Несмотря на то что психолог на одном из наших индивидуальных сеансов рекомендовала мне снова начать писать, потому что якобы это может помочь, но, когда я кладу руки на клавиатуру, ничего не происходит. Моя голова совершенно пустая. Так же как и вордовский файл каждый раз, когда я закрываю ноутбук.
– Может быть, вы хотите что-то добавить, Хейли? – Психолог снова обращается ко мне, и мне очень жаль, что я не могу запомнить ее имя. Но сейчас я забываю даже то, что собиралась делать или почему ушла из одной комнаты в другую – в основном из-за того, что у меня настолько кружится голова, что вообще невозможно о чем-то думать. Больше всего на свете мне хотелось бы заползти под одеяло и никогда не вставать, но и там я не нахожу покоя.
Наверно, проходит слишком много времени, прежде чем я покачиванием головы отвечаю на ее вопрос, потому что она что-то записывает в планшете, который держит на ее скрещенных ногах. Я оглядываюсь по сторонам.

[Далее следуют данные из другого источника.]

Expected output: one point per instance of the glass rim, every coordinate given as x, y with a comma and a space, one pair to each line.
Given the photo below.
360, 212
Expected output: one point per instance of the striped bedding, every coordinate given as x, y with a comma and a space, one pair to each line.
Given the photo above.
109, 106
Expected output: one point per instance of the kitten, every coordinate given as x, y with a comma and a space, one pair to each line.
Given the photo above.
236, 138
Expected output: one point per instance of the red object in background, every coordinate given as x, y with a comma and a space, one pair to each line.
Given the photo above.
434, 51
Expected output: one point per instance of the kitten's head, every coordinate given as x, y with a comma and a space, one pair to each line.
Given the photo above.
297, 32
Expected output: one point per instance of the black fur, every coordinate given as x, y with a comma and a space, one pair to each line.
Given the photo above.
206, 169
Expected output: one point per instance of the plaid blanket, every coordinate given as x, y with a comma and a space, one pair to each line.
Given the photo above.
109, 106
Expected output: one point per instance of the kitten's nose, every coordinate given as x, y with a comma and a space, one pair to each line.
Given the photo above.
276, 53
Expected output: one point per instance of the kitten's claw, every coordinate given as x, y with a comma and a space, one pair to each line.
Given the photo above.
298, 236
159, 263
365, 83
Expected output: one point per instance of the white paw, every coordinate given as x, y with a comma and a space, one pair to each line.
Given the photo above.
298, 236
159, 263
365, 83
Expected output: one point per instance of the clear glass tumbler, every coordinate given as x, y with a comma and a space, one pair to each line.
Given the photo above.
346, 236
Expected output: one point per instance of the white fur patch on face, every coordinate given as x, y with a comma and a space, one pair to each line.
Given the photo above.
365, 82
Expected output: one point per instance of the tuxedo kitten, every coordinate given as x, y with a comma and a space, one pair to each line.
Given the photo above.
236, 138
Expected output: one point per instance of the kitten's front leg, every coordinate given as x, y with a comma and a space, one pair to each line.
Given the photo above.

Комната, в которой мы сидим, красивее, чем может показаться на первый взгляд. Простая, но симпатичная. Четыре больших окна слева открывают вид на город. Мы сидим не перед письменным столом, а на диване в другом конце комнаты. Три стеллажа выстроились вдоль стен, набитые профильной литературой. На обоях изображен двести девяносто один цветок. В правом нижнем углу стеклянного столика красуются три царапины. На стене позади меня висят тридцать семь фоторамок, заполненных наградами, грамотами, а кое-где и семейными фотографиями. Я еще не дошла до того, чтобы посчитать их по отдельности и дифференцировать, потому что обычно сижу к ним спиной, но, вероятно, это только вопрос времени.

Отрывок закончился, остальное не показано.